Friday, October 24, 2008

The few blogs I like

I have almost a hundred analytics-related blogs in my reader and I'm realizing there are only a handful that I refer people to, usually for individual posts. So I'm going to list them here.

http://www.mymotech.com/
the MymoTech blog - I have no idea what "mymo" means but this blogger, Michael Helbling, is awfully good at telling it like it is ... when he actually posts, that is. His description of his experience with the TCO (Total Cost of Operation) of Google Analytics is one of the few done anywhere and it lays it out beautifully.

http://thebigintegration.com/
The Big Integration - one of two blogs by Jacques Warren, who consistently seems to add something to the general conversation. I give his blogs points for a fresh perspective almost every time. In other words, his writing tends to yank my leash a little bit.

http://webtrendsoutsider.com/
The WebTrends Outsider - written by a group of non-WT employees who act like product insiders. Clearly there is a ton of WT experience here, an ability to think outside the WT box, and some kind of crazy urge to help people. And a little bit of poking at WebTrends. Somebody's gotta do that.

http://semphonic.blogs.com/semangel/
Gary Angel's blog. The postings tend to be really long and multi-parted. But he's the most original thinker in analytics, IMHO. Not because he's coming up with original ideas (he does that), but because he pulls existing concepts and thoughts from other fields and gets them to work with web analytics. His fault, if any, is in not referring to those other fields and therefore maintaining our delusion that we are doing something special and unique. I think a lot of web analytics people are bottom-up --- they migrated into analytics and flourished there. I have a feeling that Gary Angel is one of those people who was already flourishing in other, bigger areas and migrated to analytics where he overlays intelligent adaptations of what he has absorbed elsewhere. It takes a special kind of mind to be able to do that. I save his blog for when I have the time to read it more than once. It makes me walk around to other people's offices at work saying "hey, you know, we oughta ..."

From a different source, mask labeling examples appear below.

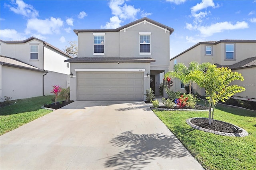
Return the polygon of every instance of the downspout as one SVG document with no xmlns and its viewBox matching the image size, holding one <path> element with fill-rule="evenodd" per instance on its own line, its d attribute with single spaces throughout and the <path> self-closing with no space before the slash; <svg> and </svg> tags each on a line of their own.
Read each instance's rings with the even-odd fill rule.
<svg viewBox="0 0 256 170">
<path fill-rule="evenodd" d="M 44 70 L 44 47 L 47 45 L 47 43 L 45 43 L 45 45 L 43 46 L 43 70 Z M 44 96 L 44 76 L 47 74 L 47 73 L 45 73 L 43 75 L 43 96 Z"/>
</svg>

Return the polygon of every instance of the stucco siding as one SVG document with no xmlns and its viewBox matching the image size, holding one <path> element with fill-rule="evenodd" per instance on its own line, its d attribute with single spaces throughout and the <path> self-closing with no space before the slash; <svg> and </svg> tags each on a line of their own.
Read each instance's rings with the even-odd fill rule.
<svg viewBox="0 0 256 170">
<path fill-rule="evenodd" d="M 69 75 L 49 71 L 49 73 L 44 76 L 44 79 L 45 95 L 53 95 L 53 93 L 51 93 L 53 89 L 53 85 L 59 85 L 65 89 L 70 86 Z"/>
<path fill-rule="evenodd" d="M 68 67 L 67 63 L 64 63 L 64 61 L 70 58 L 47 46 L 44 48 L 44 55 L 45 70 L 69 75 L 69 63 L 68 63 L 69 67 Z"/>
<path fill-rule="evenodd" d="M 33 40 L 26 43 L 6 43 L 1 42 L 1 55 L 15 58 L 40 69 L 43 69 L 42 42 Z M 38 45 L 38 59 L 30 60 L 30 45 Z"/>
<path fill-rule="evenodd" d="M 70 79 L 70 100 L 76 101 L 76 73 L 75 69 L 145 69 L 144 76 L 148 72 L 150 73 L 150 63 L 72 63 L 70 71 L 73 73 L 74 77 Z M 144 77 L 144 94 L 146 90 L 150 88 L 150 79 Z M 144 100 L 146 100 L 145 96 Z"/>
<path fill-rule="evenodd" d="M 12 100 L 42 95 L 43 73 L 3 66 L 2 96 Z"/>
</svg>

http://www.bruceclay.com/blog/archives/analytics/
The Bruce Clay Inc. analytics blog. When I grow up I want to work there, because they probably know everything. If I can keep up with their blogs (analytics, search stuff ...) then I feel like I have a chance of keeping up, period.

http://blog.webanalyticsdemystified.com/weblog/
Eric Peterson's blog. Eric has two things going for him that put his blog on this list. 1) He's very very smart which means he thinks and writes really well. 2) He's a true insider in the industry, possibly even "an elder statesman" and deservedly so. #1 is good enough all by itself. #2 adds the spice - early knowledge, the confidence to make some controversy (in a good way), and a great ability to see things with seasoned perspective. His recent take on Google Analytics is a perfect example.

http://www.minethatdata.blogspot.com/
Kevin Hillstrom's blog. He comes out of the catalog world and, please believe me in this, the catalog world is incredibly important, and different. And old. He knows data and selling and writes wonderfully and he doesn't pull punches. My new go-here-first blog as of February 2009.

2 Comments:

Anonymous Jacques Warren said...

Ah! Chris, thanks!

I totally agree with you about Gary Angel. I think he, and Eric Peterson, are the two most original thinkers in our field, always trying to bring us to new territories.

Hint about Gary: he graduated in philosophy!

7:24 AM  
Anonymous Gary Angel said...

Chris,

I blog, therefore I am...

Thanks - I really appreciate your comments. Very, very much! I'll try to do better about referencing my ideas - because, of course, you are right. Beyond the philosophy degree Jacques mentions, I have worked in (and failed) in enough fields (software development, political opinion research, database marketing, technical trading analysis) to cadge more than a few ideas!